- Scientists are experimenting with applying electrical current to brains as a potential therapy and enhancement.
- A wave of DIY brain-shocking is worrying experts.
- Would you ever zap your own brain to see what happens? DIY and direct-to-consumer devices are available, but researchers have called for an open dialog with the DIY community about the risks.
Transcranial electrical stimulation, or “tES,” involves applying mild, controlled electrical shocks non-invasively to a subject’s brain. Scientists have been interested in learning if and how tES can address psychiatric problems and maybe enhance creativity and cognitive abilities.
Now, otherwise-normal people are performing tES experiments on themselves using transcranial direct current stimulation, or “tDCS,” in which a mild, direct current is delivered to the brain via electrodes placed on the scalp. Doctors are concerned.
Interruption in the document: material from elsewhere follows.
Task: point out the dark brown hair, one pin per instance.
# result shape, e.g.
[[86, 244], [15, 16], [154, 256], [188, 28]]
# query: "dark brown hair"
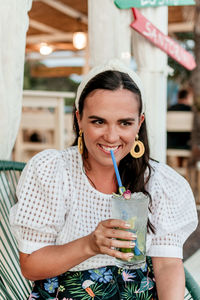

A paper published in Creativity Research Journal by a team of Georgetown psychologists warns that this is dangerous territory to be playing in. The potential dangers are unclear, as are the possible benefits, and the procedure and hardware are unregulated. There are already direct-to-consumer products available, and there are build-your-own instructions online.
The underlying idea
According to a 2017 article in Frontiers in Human Neuroscience, scientists are exploring these methods as a way to “establish an association between the application of weak electric currents to specified locations on the scalp and changes in a behavioral index of interest. An implicit assumption of this approach is that the electric currents modulate neural activity in the regions beneath the scalp locations and accordingly affect behaviors supported by these neural regions.”
Why scientists care
It’s not just curiosity. The above article also notes that such procedures “can modulate a wide-range of behavioral processes, and ameliorate deficits in several neuropsychiatric disorders.” In particular, electrical stimulation has been shown to be useful in treating depression.
It’s important to note that tES is not electro-convulsive (ECT), or “shock,” therapy. Rather, tES involves much smaller charges of electricity than the more radical ECT.
Some tantalizing research, including earlier work at Georgetown, suggest that it’s possible to boost one’s creativity with the application of electrical current to the brain. Study co-author Adam Green—who also contributed to the new paper by warning of the dangers associated with home-brewed tES—made tES’s potential clear in 2016: “The findings of this study offer the new suggestion that giving individuals a ‘zap’ of electrical stimulation can enhance the brain’s natural thinking cap [and] creativity.” Noting that this constitutes “a departure from traditional research that treats creativity as a static trait,” Green explained, “we focused on creativity as a dynamic state that can change quickly within an individual when they ‘put their thinking cap on.'”
That’s not all. That study’s other author, Peter Turkeltaub, pointed out electrical treatments’ promise for resolving functional brain issues. As an example, he offered “People with speech and language difficulties often can’t find or produce the words they need. Enhancing creative analogical reasoning might allow them to find alternate ways of expressing their ideas using different words, gestures, or other approaches to convey a similar meaning.”
The new paper, “Neuroethical and Social Implications of Using Transcranial Electrical Stimulation to Augment Creative Cognition,” by Adam B. Weinberger, Robert A. Cortes, James Giordano, and Green, says that home-use and direct-to-consumer products raise issues that are important to address when considering “the viability, safety, value, and provision of tES” particularly in regard to “clinical, occupational, and lifestyle applications.”
Giordano told EurekAlert! that “DIY applications can pose certain challenges in that constraints may not be appreciated or adhered to, and in some cases, not regarded.”
That this trend has emerged isn’t that surprising, according to Green, who said, “There are multiple potential concerns with DIY-ers self-administering electric current to their brains, but this use of tES may be inevitable.”
Part of the danger, though, lies in so much still being unknown about the way the brain works and the manner in which it interacts with electricity on a fine-grained level. One type of damage is especially worrisome to Green, who noted that “anytime there is risk of harm with a technology, the scariest risks are those associated with kids and the developing brain.”
Giordano recognizes that “the DIY community is certainly not cavalier or a proverbial ‘wild west’ environment. Many DIY individuals and groups employ independent institutional review boards, or establish self-regulating oversight committees to guide the scope and tenor of their work.” And he admits a possible benefit to all this freelancing, saying “the nature of DIY engagement can also provide an environment of avant-garde iterations of science, technology, methods and applications. This is not necessarily a bad thing, per se, as it may, in fact ‘push the envelope’ to some extent.”
“But there is what I feel to be justified concern that such attempts could incur safety issues,” continued the neuroethicist. “In that light, we have called for an ongoing dialog with the DIY community to enable improved communication of techniques and effects so as to remain aware of what’s being done, how, and the outcomes of such work that may be important to advancing the field and clinical care of any adverse manifestations.”